“New ‘Prime’ Genome Editor Could Surpass CRISPR”, 2019-10-21 ():
CRISPR, an extraordinarily powerful genome-editing tool invented in 2012, can still be clumsy. It sometimes changes genes it shouldn’t, and it edits by hacking through both strands of DNA’s double helix, leaving the cell to clean up the mess—shortcomings that limit its use in basic research and agriculture and pose safety risks in medicine. But a new entrant in the race to refine CRISPR promises to steer around some of its biggest faults. “It’s a huge step in the right direction”, chemist George Church, a CRISPR pioneer at Harvard University, says about the work, which appears online today in Nature.

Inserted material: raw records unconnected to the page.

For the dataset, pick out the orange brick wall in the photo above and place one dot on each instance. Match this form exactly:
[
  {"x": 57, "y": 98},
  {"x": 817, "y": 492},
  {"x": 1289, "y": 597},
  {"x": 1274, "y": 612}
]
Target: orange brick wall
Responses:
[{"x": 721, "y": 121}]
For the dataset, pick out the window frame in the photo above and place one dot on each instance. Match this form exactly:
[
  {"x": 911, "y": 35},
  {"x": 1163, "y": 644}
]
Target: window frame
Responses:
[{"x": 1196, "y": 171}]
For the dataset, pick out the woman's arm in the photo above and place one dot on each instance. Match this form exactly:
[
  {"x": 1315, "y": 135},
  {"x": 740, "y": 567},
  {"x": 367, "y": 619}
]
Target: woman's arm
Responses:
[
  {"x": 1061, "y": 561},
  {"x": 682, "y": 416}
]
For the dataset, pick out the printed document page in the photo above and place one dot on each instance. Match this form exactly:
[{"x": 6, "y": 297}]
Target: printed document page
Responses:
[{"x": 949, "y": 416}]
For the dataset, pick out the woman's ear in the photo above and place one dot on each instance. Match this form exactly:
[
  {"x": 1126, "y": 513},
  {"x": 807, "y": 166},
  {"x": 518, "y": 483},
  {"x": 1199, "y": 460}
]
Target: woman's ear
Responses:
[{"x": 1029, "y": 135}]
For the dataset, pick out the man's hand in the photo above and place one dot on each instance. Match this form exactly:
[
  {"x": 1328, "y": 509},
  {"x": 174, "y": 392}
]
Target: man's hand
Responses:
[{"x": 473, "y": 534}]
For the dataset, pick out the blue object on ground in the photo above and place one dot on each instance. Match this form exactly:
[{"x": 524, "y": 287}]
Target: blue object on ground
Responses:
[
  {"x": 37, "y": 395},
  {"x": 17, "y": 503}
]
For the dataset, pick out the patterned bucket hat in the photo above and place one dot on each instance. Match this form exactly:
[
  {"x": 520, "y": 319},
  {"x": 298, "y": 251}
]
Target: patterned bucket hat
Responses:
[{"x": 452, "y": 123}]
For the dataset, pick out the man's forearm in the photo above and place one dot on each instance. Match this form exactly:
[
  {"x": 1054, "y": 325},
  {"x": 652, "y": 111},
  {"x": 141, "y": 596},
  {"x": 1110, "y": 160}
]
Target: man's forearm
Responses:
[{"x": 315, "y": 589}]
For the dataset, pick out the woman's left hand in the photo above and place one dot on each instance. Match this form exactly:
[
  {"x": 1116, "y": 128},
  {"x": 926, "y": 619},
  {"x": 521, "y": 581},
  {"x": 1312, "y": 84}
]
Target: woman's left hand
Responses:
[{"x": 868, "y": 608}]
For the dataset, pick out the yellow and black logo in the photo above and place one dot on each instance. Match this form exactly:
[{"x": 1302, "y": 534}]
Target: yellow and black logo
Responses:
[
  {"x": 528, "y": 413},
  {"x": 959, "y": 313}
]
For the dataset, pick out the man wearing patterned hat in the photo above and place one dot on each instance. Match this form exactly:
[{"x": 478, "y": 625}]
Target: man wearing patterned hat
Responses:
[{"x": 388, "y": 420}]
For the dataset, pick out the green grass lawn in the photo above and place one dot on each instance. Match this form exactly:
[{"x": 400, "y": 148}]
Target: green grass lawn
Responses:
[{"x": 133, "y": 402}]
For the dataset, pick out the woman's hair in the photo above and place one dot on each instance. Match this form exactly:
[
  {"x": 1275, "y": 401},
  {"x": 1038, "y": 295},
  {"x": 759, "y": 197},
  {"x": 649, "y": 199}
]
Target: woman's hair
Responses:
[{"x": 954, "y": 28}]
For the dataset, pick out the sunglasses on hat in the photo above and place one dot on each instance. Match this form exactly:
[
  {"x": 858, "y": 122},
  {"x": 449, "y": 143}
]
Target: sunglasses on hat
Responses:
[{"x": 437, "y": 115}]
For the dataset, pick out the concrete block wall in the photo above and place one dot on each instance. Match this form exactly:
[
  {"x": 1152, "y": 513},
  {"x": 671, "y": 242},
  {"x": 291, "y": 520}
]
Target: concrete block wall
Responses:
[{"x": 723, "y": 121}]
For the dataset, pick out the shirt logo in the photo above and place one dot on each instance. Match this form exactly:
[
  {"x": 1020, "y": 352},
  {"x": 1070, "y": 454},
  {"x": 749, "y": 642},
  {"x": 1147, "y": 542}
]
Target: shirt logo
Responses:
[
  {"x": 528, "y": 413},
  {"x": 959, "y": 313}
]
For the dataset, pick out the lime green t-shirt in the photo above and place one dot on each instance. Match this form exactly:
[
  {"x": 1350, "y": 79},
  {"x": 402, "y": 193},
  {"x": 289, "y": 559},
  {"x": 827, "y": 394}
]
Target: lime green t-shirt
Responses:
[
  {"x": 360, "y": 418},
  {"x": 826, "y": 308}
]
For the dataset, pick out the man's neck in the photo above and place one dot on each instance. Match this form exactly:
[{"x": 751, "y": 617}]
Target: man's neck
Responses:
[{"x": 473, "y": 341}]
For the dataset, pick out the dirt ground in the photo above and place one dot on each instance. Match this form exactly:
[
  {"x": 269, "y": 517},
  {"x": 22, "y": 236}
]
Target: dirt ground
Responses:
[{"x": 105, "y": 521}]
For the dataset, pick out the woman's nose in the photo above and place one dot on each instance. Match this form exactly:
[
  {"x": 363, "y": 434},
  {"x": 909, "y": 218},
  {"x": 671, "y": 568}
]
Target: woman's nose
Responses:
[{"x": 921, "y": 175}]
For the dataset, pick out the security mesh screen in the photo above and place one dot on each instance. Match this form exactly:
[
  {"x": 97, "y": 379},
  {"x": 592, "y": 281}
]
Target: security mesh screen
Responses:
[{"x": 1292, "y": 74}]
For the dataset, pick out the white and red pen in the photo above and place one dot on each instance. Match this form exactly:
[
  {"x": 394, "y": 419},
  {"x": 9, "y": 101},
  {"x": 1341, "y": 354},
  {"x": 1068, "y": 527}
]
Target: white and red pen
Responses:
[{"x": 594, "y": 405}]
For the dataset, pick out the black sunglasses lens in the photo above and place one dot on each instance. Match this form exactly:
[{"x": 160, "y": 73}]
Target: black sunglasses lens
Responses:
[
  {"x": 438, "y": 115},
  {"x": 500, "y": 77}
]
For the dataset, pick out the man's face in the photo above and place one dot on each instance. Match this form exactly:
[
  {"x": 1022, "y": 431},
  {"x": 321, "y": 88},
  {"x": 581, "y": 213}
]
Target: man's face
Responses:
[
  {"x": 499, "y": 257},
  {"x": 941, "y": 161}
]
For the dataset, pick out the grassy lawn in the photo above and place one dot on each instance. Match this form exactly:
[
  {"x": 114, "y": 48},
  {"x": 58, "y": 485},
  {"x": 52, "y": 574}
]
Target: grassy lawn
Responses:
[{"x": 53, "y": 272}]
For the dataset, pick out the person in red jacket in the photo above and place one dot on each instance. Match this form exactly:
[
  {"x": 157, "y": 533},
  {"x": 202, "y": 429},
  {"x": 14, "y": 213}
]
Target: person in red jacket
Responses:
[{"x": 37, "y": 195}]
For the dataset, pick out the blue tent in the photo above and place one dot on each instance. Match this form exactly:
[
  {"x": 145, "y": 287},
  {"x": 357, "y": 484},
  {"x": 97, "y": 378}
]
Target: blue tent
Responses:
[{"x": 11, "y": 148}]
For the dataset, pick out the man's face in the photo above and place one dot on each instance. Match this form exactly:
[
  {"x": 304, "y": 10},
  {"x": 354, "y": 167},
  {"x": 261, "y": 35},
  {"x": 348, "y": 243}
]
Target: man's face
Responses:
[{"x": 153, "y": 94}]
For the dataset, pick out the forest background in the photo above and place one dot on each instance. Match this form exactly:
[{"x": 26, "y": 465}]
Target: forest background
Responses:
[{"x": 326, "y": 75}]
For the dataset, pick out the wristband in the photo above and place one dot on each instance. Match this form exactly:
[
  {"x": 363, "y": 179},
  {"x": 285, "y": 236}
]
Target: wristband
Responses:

…Liu’s earlier handwork, base editing, does not cut the double-stranded DNA but instead uses the CRISPR targeting apparatus to shuttle an additional enzyme to a desired sequence, where it converts a single nucleotide into another. Many genetic traits and diseases are caused by a single nucleotide change, so base editing offers a powerful alternative for biotechnology and medicine. But the method has limitations, and it, too, often introduces off-target mutations.
Prime editing steers around shortcomings of both techniques by heavily modifying the Cas9 protein and the guide RNA. The altered Cas9 only “nicks” a single strand of the double helix, instead of cutting both. The new guide, called a pegRNA, contains an RNA template for a new DNA sequence, to be added to the genome at the target location. That requires a second protein, attached to Cas9: a reverse transcriptase enzyme, which can make a new DNA strand from the RNA template and insert it at the nicked site.
Liu, who has already formed a company around the new technology, Prime Medicine, stresses that to gain a place in the editing toolkit, it will have to prove robust and useful in many labs. Delivering the large construct of RNA and enzymes into living cells will also be difficult, and no one has yet shown it can work in an animal model.